BMJ 2011; 342 doi: https://doi.org/10.1136/bmj.d2766 (Published 28 April 2011) Cite this as: BMJ 2011;342:d2766
  1. Richard Smith
  1. 1Moscow

The World Health Organization’s global forum on meeting the challenge of non-communicable disease, held in Moscow this week, marks “the beginning of a different WHO,” said Margaret Chan, its director general, in closing the meeting.

WHO, she said, is “not an inclusive organisation.” It belongs to the member organisations, and if you are not a government you can’t have a seat at the table. WHO is “not a good way to hear all the voices.”

Yet the meeting made it clear that non-communicable diseases can be tackled only by including all parties, including civil organisations, patients’ organisations, professional groups, and the private sector. We need, said Dr Chan, “a social movement” and institutions that can use a “whole of government and whole of society approach.”

The Moscow meeting included non-governmental organisations, patients’ organisations, the private sector, professional organisations, and other groups.
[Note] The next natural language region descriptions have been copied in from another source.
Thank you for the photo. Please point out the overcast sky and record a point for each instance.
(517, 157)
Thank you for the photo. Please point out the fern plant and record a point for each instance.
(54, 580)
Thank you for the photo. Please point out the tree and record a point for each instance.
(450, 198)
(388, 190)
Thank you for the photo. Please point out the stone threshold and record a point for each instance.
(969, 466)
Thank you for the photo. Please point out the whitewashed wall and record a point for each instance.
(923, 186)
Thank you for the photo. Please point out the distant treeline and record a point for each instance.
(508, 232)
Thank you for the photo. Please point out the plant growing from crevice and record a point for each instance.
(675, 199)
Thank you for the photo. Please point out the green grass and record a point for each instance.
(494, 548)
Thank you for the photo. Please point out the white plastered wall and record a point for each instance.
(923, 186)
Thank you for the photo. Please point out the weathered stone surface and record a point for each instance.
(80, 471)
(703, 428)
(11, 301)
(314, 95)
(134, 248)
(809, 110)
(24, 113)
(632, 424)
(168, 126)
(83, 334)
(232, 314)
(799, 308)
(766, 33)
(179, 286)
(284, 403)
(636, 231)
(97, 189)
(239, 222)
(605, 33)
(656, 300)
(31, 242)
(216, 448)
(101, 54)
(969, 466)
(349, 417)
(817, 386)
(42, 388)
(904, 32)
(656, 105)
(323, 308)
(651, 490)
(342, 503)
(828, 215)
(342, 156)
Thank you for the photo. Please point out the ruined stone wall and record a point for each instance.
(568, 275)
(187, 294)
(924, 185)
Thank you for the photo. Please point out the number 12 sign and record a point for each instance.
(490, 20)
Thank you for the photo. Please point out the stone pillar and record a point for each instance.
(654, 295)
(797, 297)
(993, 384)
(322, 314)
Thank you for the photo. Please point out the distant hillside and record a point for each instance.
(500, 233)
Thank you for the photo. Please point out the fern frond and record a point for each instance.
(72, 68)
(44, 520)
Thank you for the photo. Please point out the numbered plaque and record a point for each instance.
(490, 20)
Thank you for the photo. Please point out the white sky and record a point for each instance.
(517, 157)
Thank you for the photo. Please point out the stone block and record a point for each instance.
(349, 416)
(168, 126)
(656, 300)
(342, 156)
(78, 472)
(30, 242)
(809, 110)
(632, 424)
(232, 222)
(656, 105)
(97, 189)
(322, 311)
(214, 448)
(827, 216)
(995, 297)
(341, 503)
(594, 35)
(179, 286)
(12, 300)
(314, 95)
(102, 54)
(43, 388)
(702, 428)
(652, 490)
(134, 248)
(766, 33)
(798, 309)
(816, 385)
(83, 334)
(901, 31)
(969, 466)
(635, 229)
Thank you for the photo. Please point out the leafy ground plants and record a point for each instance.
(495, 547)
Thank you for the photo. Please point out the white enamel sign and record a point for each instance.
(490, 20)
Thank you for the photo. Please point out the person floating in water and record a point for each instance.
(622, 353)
It was held the day before the first global ministerial conference on healthy lifestyles and control of non-communicable disease, and the conclusions of the meeting are being fed into the ministerial conference, which is itself part of the build up to the United Nations high level meeting on non-communicable diseases in New York in September. The first meeting was a device for hearing different voices, and it was the success of the meeting that excited Dr Chan.

It was, she said, “a groundbreaking meeting for WHO,” and she told the delegates, “You are making history.” Before the meeting, she confessed, “I was worried that you were going to fight.” She even broke into song in her closing speech.
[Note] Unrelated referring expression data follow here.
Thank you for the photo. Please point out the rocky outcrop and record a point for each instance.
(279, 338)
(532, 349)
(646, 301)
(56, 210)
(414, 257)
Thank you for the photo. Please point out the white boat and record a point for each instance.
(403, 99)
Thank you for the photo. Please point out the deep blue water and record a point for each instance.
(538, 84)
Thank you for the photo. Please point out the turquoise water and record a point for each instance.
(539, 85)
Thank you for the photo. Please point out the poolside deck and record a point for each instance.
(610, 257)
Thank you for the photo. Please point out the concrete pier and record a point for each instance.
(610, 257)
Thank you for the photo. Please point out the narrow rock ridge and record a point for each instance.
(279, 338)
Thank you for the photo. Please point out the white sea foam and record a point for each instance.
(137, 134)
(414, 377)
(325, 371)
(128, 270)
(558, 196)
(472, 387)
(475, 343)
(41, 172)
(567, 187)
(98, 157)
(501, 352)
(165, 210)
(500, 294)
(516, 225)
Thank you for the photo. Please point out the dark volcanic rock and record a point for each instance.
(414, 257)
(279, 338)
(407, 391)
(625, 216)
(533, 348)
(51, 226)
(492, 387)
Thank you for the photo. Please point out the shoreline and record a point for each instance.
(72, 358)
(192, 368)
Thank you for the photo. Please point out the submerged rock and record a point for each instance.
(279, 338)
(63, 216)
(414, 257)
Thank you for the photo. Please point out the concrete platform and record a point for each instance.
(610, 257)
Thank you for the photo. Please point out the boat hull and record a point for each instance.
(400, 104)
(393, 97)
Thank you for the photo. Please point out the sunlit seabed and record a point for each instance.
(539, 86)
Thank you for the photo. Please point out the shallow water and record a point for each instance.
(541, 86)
She sang “Getting to Know You” from the musical The King and I in response to a delegate who warned against letting the private sector become too involved. “Know your friends, enemies, and spies,” said Dr Chan, who described how member states divide into those who love the private sector, those who don’t like it, and those, the largest group, who are in the middle. Everybody, she said, has a conflict of interest, including the WHO secretariat, but it doesn’t mean you can’t speak. All conflicts of interest must be declared, but she made it very clear that the tobacco industry must always be excluded.
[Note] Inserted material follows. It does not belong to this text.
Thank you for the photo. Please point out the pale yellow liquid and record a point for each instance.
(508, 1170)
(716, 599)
Members of the private sector asked how they could build trust, and Dr Chan replied that it was “easy”: “walk your talk” and “don’t over-commit and underperform.”

Although she welcomed the forum and the chance to hear different voices, Dr Chan made it clear that governments will continue to be the decision makers. But they should make their decisions with full knowledge of what other sectors thought.

Notes

Cite this as: BMJ 2011;342:d2766

Footnotes

  • Competing interest: RS is the director of the UnitedHealth Chronic Disease Initiative. UnitedHealth Group is a for-profit organisation, but its chronic disease initiative is a philanthropic programme. UnitedHealth paid RS’s expenses for attending the meeting, but he facilitated a meeting of ministers on behalf of WHO.